1. Postpartum Depression (PPD): Perhaps the most well-known type of PMAD, postpartum depression is characterized by persistent feelings of sadness, hopelessness, and low energy following childbirth and affects approximately 15-20% of mothers. Individuals with PPD may also experience changes in appetite, sleep disturbances, and difficulty bonding with their baby. PPD can significantly impact daily functioning and may require professional intervention to manage effectively. 
 
 2. Postpartum Anxiety (PPA): Approximately 6% of pregnant women and 10% of postpartum women develop anxiety. While anxiety is a normal part of the postpartum experience, postpartum anxiety involves excessive worry, fear, and intrusive thoughts that interfere with daily life. Individuals with PPA may experience panic attacks, racing thoughts, and physical symptoms such as rapid heartbeat and dizziness. Left untreated, PPA can impair maternal-infant bonding and contribute to long-term emotional distress.
 
 3. Postpartum Obsessive-Compulsive Disorder (PPOCD): It is estimated that as many as 3-5% of new mothers and some new fathers will experience these symptoms. Postpartum obsessive-compulsive disorder is characterized by intrusive, unwanted thoughts or images related to harm coming to the baby or oneself. Individuals with PPOCD may engage in compulsive behaviors, such as excessive cleaning or checking, to alleviate their anxiety. Despite recognizing these thoughts as irrational, they can be distressing and disruptive to daily functioning.
 
 4. Postpartum Post-Traumatic Stress Disorder (PPTSD): Around 9% of women experience symptoms of Postpartum PTSD. PTSD in the postpartum stage can occur following a traumatic childbirth experience, such as a complicated delivery, emergency cesarean section, or birth trauma. Symptoms may include flashbacks, nightmares, hypervigilance, and avoidance of reminders of the traumatic event. PPTSD can have a profound impact on a parent’s emotional well-being and may require specialized trauma-informed care.
 
5. Bipolar Mood Disorder (BMD):Many people are diagnosed for the first time with bipolar depression or mania during pregnancy or postpartum. Bipolar mood disorder can appear as a severe depression; individuals may need informed evaluation and follow-up on past and current mood changes and cycles to assess whether there is a bipolar dynamic.
 
6. Postpartum Psychosis (PPP): Postpartum psychosis is a rare but serious condition that affects approximately 1 to 2 out of every 1,000 deliveries or 1-2% of births. It’s characterized by hallucinations, delusions, and disorganized thinking.  Onset of symptoms are usually sudden and most often within the first 2 weeks postpartum, but can appear any time in the first year. Individuals with PPP may experience severe mood disturbances, confusion, and paranoia, posing a risk to themselves and their baby. Immediate intervention is essential to ensure the safety of both mother and child.

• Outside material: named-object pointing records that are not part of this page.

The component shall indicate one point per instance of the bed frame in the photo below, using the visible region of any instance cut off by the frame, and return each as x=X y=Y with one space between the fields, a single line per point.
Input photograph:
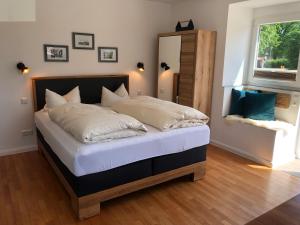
x=87 y=204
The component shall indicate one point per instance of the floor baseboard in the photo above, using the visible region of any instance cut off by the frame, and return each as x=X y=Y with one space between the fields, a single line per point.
x=239 y=152
x=13 y=151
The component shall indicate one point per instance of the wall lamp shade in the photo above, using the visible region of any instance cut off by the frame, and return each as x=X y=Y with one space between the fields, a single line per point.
x=140 y=66
x=24 y=69
x=164 y=66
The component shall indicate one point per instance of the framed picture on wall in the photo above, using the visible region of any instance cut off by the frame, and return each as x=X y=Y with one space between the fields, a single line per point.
x=83 y=41
x=108 y=54
x=56 y=53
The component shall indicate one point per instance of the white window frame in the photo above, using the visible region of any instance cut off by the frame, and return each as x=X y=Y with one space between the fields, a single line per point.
x=265 y=82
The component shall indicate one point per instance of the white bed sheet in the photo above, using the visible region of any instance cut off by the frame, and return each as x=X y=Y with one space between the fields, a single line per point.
x=82 y=159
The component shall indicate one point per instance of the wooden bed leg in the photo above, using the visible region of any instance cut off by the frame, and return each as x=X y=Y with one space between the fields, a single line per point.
x=199 y=173
x=85 y=211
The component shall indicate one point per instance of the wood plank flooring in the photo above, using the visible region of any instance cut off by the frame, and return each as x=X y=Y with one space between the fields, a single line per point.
x=234 y=191
x=285 y=214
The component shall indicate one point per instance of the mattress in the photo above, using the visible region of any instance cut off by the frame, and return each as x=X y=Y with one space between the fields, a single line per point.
x=82 y=159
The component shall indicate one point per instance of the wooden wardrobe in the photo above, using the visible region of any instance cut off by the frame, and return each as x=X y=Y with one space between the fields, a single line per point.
x=190 y=56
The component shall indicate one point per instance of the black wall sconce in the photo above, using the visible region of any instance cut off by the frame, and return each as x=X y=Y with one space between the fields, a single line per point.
x=140 y=66
x=24 y=69
x=164 y=66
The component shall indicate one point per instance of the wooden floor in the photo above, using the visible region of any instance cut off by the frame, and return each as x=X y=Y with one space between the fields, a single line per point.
x=234 y=191
x=286 y=214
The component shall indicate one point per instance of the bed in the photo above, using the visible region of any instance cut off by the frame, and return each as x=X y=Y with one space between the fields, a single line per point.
x=98 y=172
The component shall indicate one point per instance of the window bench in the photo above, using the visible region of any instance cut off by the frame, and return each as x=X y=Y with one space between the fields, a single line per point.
x=280 y=133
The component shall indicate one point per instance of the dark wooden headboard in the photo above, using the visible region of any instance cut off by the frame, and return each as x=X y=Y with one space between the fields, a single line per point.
x=90 y=87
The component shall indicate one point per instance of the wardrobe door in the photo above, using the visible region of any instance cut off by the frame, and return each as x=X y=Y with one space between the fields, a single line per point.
x=187 y=69
x=169 y=53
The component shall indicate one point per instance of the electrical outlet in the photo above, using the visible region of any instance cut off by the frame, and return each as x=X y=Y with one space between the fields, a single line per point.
x=28 y=132
x=24 y=100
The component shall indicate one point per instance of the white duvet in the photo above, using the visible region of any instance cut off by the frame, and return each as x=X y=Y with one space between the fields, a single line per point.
x=91 y=123
x=161 y=114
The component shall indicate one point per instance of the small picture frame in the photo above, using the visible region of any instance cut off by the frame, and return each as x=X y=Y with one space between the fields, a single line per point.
x=83 y=41
x=56 y=53
x=108 y=54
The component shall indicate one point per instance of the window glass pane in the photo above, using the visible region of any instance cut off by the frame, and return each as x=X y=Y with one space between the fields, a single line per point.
x=278 y=50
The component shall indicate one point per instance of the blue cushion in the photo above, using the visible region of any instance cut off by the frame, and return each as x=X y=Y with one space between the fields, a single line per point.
x=260 y=106
x=237 y=101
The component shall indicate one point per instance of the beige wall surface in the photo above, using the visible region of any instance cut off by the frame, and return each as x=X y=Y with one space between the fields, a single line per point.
x=130 y=25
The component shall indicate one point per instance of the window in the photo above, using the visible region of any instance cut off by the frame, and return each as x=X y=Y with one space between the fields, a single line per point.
x=274 y=60
x=278 y=51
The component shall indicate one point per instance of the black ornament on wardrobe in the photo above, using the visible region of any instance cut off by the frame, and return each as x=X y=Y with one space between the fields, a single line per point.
x=180 y=27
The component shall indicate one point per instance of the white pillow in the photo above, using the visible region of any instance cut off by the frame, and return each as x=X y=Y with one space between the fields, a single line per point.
x=121 y=91
x=73 y=96
x=108 y=98
x=53 y=99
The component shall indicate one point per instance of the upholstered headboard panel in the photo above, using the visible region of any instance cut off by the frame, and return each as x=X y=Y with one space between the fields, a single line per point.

It’s important to recognize that perinatal mood and anxiety disorders are not a sign of weakness or failure as a parent. They are legitimate medical conditions that require understanding, support, and appropriate treatment. If you or someone you know is struggling with symptoms of a PMAD, don’t hesitate to reach out to a healthcare provider or mental health professional for help. With the right support, recovery is possible, and you can navigate the challenges of parenthood with greater resilience and well-being.